I’ve moved back to Ireland in retirement. Can I transfer my pension?
Ask the Experts: Rules on transferring depend on client’s age and where they lived
Most people under the age of 70 and resident in Ireland would be eligible to transfer their pension from the UK back to an Irish pension scheme. Photograph: iStock
I have returned to Ireland after 34 years abroad in the UK, where I contributed to a SIPP (self-invested personal pension). I arrived back in May 2017 at the age of 75. My UK SIPP manager tells me that compliance forbids him advising me any longer, unless I visit the UK for face to face meetings. I now would like to know if I can transfer my SIPP to Ireland. How can I do this? How will it be paid?
Answer: Stephen Jones, director, Acumen & Trust
In most cases when dealing with non-resident clients, it is necessary to conduct face to face meetings in the country to which the advice is related. For example, a UK resident looking for advice in relation to an Irish investment or pension would need to meet the advisor in Ireland, and vice versa.
Given this man’s age on returning to Ireland (75), unfortunately it would not be possible to transfer his UK pension benefits to an Irish arrangement at this stage.
The cut-off age for personal pensions and personal retirement saving accounts (PRSAs) is 75, and for company pensions it’s 70.
The process depends upon the type of pension being transferred back from the UK, and is governed by Qualifying Recognised Overseas Pension Scheme (QROPS) rules.
Most people under the age of 70 and resident in Ireland would be eligible to transfer their pension from the UK back to an Irish pension scheme. Under QROPS rules they will still be liable to certain restrictions, i.e. transfers are only permitted from the UK pension into an Irish QROPS approved scheme.
Earliest access to the pension funds is limited to those who are 55 years of age and over, and funds must be drawn down within five years of the person being tax resident in the UK. It’s also important to note that it may not be advisable for the person to transfer funds from the UK to Ireland if they intend returning to the UK before they have drawn the pension funds down.
For more information on transferring your pension to Ireland from abroad, see welfare.ie/en/Pages/Transfer-of-Private-Pensions-to-Ireland-for-returning-Irish-Emigrants.aspx. The British government’s website has more detailed information about transferring funds from the UK, see gov.uk/transferring-your-pension/transferring-to-an-overseas-pension-scheme
This man should seek advice from both an Irish and UK advisor in relation to his flexible pension and investment options. He should also seek tax advice in relation to his overall estate planning, and the implications of his UK pension benefits.
Pensions assets in different jurisdictions are covered by different rules when it comes to distribution of the underlying assets on death. For a UK resident they would need to seek specialist advice from a UK regulated tax advisor on how their pension assets would be treated in the event of their death in the UK ( if the pension assets remain in the UK ), and in Ireland if they are resident in Ireland at the time of death. The UK taxes donors on death, whereas Ireland taxes the beneficiaries.
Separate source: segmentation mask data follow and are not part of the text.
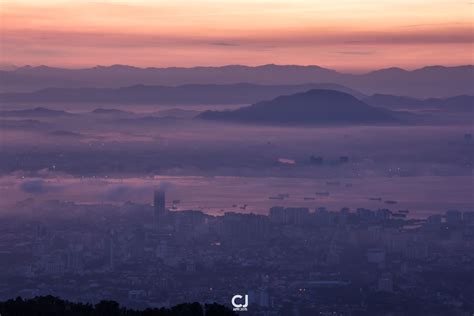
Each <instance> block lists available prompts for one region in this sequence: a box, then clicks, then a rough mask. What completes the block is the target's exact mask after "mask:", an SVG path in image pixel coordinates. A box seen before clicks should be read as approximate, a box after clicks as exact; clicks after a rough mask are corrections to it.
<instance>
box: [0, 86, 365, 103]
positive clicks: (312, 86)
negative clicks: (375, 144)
mask: <svg viewBox="0 0 474 316" xmlns="http://www.w3.org/2000/svg"><path fill="white" fill-rule="evenodd" d="M310 89H331V90H338V91H343V92H346V93H349V94H352V95H355V96H357V97H361V98H362V97H364V95H362V94H361V93H360V92H357V91H354V90H352V89H349V88H346V87H344V86H340V85H335V84H303V85H272V86H267V85H256V84H247V83H239V84H227V85H211V84H189V85H182V86H177V87H169V86H146V85H134V86H130V87H124V88H118V89H99V88H77V89H76V88H48V89H43V90H39V91H36V92H31V93H4V94H2V95H0V100H3V101H7V102H94V103H132V104H136V103H141V104H175V105H183V104H251V103H255V102H258V101H263V100H268V99H272V98H275V97H277V96H279V95H283V94H293V93H297V92H303V91H307V90H310Z"/></svg>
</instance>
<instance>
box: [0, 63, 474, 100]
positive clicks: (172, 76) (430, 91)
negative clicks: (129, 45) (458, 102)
mask: <svg viewBox="0 0 474 316" xmlns="http://www.w3.org/2000/svg"><path fill="white" fill-rule="evenodd" d="M473 81H474V66H473V65H463V66H456V67H444V66H428V67H424V68H420V69H415V70H404V69H401V68H387V69H381V70H376V71H372V72H368V73H364V74H349V73H342V72H338V71H335V70H331V69H327V68H322V67H318V66H296V65H273V64H270V65H262V66H256V67H250V66H241V65H229V66H222V67H194V68H179V67H170V68H138V67H132V66H126V65H113V66H97V67H93V68H85V69H64V68H54V67H48V66H38V67H31V66H25V67H19V68H16V69H14V70H3V71H0V86H1V91H2V92H19V91H23V92H25V91H29V92H31V91H35V90H38V89H43V88H51V87H55V88H83V87H89V88H119V87H124V86H132V85H137V84H141V85H164V86H178V85H185V84H196V83H199V84H236V83H242V82H245V83H251V84H258V85H301V84H308V83H333V84H338V85H343V86H346V87H349V88H351V89H354V90H358V91H361V92H362V93H364V94H369V95H371V94H374V93H381V94H394V95H404V96H409V97H417V98H430V97H450V96H455V95H463V94H466V95H474V85H473V84H472V82H473Z"/></svg>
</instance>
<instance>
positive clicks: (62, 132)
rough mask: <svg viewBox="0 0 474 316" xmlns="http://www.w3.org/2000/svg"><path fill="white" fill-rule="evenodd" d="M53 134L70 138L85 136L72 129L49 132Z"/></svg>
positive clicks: (58, 136) (49, 134) (58, 130)
mask: <svg viewBox="0 0 474 316" xmlns="http://www.w3.org/2000/svg"><path fill="white" fill-rule="evenodd" d="M49 135H51V136H58V137H68V138H83V137H84V135H82V134H80V133H75V132H71V131H65V130H56V131H52V132H50V133H49Z"/></svg>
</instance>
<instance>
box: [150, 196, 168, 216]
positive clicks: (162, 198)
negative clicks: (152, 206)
mask: <svg viewBox="0 0 474 316" xmlns="http://www.w3.org/2000/svg"><path fill="white" fill-rule="evenodd" d="M153 207H154V210H155V217H156V218H158V217H162V216H164V215H165V214H166V207H165V191H163V190H155V193H154V196H153Z"/></svg>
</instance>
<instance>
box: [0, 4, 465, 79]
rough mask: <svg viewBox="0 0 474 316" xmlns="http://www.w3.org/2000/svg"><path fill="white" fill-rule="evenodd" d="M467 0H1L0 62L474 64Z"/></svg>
mask: <svg viewBox="0 0 474 316" xmlns="http://www.w3.org/2000/svg"><path fill="white" fill-rule="evenodd" d="M473 13H474V2H470V0H430V1H426V0H383V1H380V0H337V1H329V0H328V1H323V0H291V1H290V0H287V1H282V0H238V1H237V0H235V1H234V0H227V1H226V0H220V1H218V0H163V1H159V0H155V1H150V0H148V1H147V0H134V1H131V0H130V1H125V0H109V1H105V0H102V1H100V0H96V1H86V0H73V1H66V0H29V1H27V0H0V18H1V20H0V28H1V32H0V63H1V64H2V65H9V64H14V65H18V66H21V65H27V64H28V65H42V64H44V65H49V66H61V67H69V68H80V67H90V66H95V65H111V64H128V65H135V66H140V67H169V66H181V67H192V66H219V65H228V64H244V65H262V64H269V63H275V64H299V65H319V66H322V67H327V68H333V69H337V70H341V71H344V70H345V71H354V72H356V71H365V70H372V69H378V68H385V67H395V66H396V67H402V68H407V69H414V68H418V67H422V66H426V65H447V66H449V65H461V64H473V55H474V54H473V53H474V51H473V38H474V36H473V29H472V27H473V17H474V14H473Z"/></svg>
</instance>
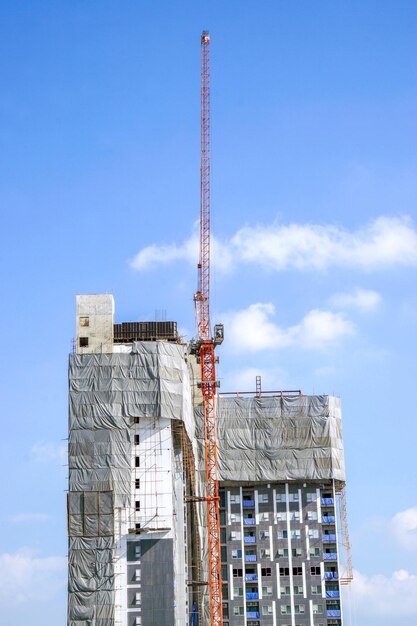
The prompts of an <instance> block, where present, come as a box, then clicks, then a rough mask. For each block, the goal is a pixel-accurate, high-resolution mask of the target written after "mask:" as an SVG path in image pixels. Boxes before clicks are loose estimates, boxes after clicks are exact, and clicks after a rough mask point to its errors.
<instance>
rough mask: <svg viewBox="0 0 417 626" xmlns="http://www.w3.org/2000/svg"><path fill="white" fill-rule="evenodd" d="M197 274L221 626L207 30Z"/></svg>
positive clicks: (221, 621) (208, 527)
mask: <svg viewBox="0 0 417 626" xmlns="http://www.w3.org/2000/svg"><path fill="white" fill-rule="evenodd" d="M198 275H199V285H198V291H197V293H196V294H195V296H194V302H195V306H196V319H197V330H198V340H197V346H198V348H197V350H198V354H199V358H200V370H201V391H202V396H203V408H204V436H205V462H206V497H205V500H206V502H207V527H208V558H209V589H210V626H221V624H222V619H223V616H222V582H221V561H220V520H219V486H218V471H217V433H216V405H215V400H216V387H217V382H216V367H215V356H214V348H215V345H217V343H221V341H222V339H223V328H222V326H221V325H218V326H216V327H215V337H216V335H217V340H215V339H213V338H212V336H211V329H210V35H209V33H208V32H207V31H203V33H202V35H201V165H200V257H199V263H198ZM216 329H217V330H216Z"/></svg>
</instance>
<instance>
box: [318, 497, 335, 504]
mask: <svg viewBox="0 0 417 626" xmlns="http://www.w3.org/2000/svg"><path fill="white" fill-rule="evenodd" d="M320 501H321V503H322V504H323V505H324V506H331V505H332V504H334V499H333V498H321V499H320Z"/></svg>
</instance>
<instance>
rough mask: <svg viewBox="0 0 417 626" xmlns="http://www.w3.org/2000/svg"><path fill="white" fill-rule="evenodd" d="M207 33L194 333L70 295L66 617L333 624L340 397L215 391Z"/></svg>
mask: <svg viewBox="0 0 417 626" xmlns="http://www.w3.org/2000/svg"><path fill="white" fill-rule="evenodd" d="M209 44H210V37H209V35H208V33H207V32H203V34H202V37H201V168H200V171H201V185H200V192H201V196H200V257H199V263H198V276H199V287H198V290H197V292H196V293H195V295H194V301H195V308H196V320H197V336H196V339H195V340H193V341H191V342H185V341H183V340H182V339H181V337H179V336H178V332H177V325H176V323H175V322H139V321H134V322H125V323H122V324H115V319H114V302H113V297H112V296H111V295H81V296H78V297H77V312H76V339H75V349H74V352H73V353H72V354H71V355H70V363H69V493H68V535H69V576H68V589H69V591H68V626H197V625H199V624H200V625H201V626H221V625H223V626H261V625H262V626H341V624H342V612H341V599H340V584H342V583H344V582H348V581H349V579H350V576H351V573H350V572H351V567H350V557H349V542H348V537H347V528H346V517H345V506H344V495H343V494H344V483H345V472H344V457H343V439H342V426H341V409H340V401H339V399H338V398H335V397H332V396H305V395H302V394H301V392H300V391H299V392H294V391H288V392H287V391H280V392H262V390H261V381H260V380H257V384H256V391H255V393H253V394H239V393H235V394H230V393H229V394H223V395H219V394H217V393H216V391H217V387H218V381H217V379H216V363H217V358H216V357H215V355H214V349H215V347H216V346H217V345H219V344H221V343H222V341H223V326H222V325H221V324H217V325H215V326H214V332H213V335H212V331H211V324H210V306H209V305H210V80H209V79H210V63H209ZM337 498H339V507H338V508H339V513H340V516H339V519H340V523H341V529H340V530H339V529H338V521H337V510H336V509H337V507H336V501H337ZM341 543H343V545H344V547H345V554H346V557H347V558H346V570H345V572H344V573H343V574H342V572H341V568H340V559H339V549H338V548H339V546H340V544H341Z"/></svg>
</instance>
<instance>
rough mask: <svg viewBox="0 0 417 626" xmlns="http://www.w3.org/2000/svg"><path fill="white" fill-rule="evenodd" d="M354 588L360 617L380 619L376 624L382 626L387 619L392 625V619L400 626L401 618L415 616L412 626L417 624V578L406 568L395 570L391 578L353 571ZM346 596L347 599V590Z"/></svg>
mask: <svg viewBox="0 0 417 626" xmlns="http://www.w3.org/2000/svg"><path fill="white" fill-rule="evenodd" d="M351 585H352V588H351V593H352V596H353V601H354V604H355V609H356V613H357V615H359V616H361V617H365V616H371V617H372V616H375V617H378V620H379V621H378V622H376V623H379V624H382V623H384V624H385V621H381V620H383V619H384V618H386V619H387V622H386V623H387V624H392V623H393V622H392V618H394V620H395V621H394V623H396V624H398V623H399V622H398V621H397V619H398V618H400V617H408V618H410V617H414V620H413V623H416V621H417V576H415V575H414V574H410V573H409V572H408V571H407V570H405V569H400V570H397V571H395V572H394V573H393V574H392V575H391V576H390V577H388V576H384V575H382V574H377V575H374V576H367V575H365V574H361V573H360V572H358V571H354V573H353V581H352V583H351ZM345 595H346V599H347V600H348V596H347V593H346V590H345ZM345 608H346V609H347V607H346V606H345ZM404 623H406V622H404ZM409 623H410V622H409Z"/></svg>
Finally, assuming this man is in receipt of a full UK state pension, he should also request his Irish PRSI history to assess if he would be entitled to a reduced Irish Contributory State pension.
The rules governing the eligibility to an Irish state pension and a UK one are different. By gathering the client’s PRSI history and his national insurance history in the UK he can then assess:
1. If the combined histories could be amalgamated to qualify for a higher state pension in one of the jurisdictions, or receive reduced pensions from both.
2. If he meets the eligibility criteria in each jurisdiction.
3. If he has the option or potential to buy additional years to maximise the annual state pensions and the benefit/cost of doing so.
Any pension benefits drawn from the UK arrangement should only be taxable in Ireland based on the UK/Ireland double tax treaty. The tax is paid by annual tax return, but the collection can be achieved by reducing tax credits allocated to other income, including pensions.
The important thing to remember is that each case is different, and personalised professional advice is important in assessing what can be very significant benefits in retirement.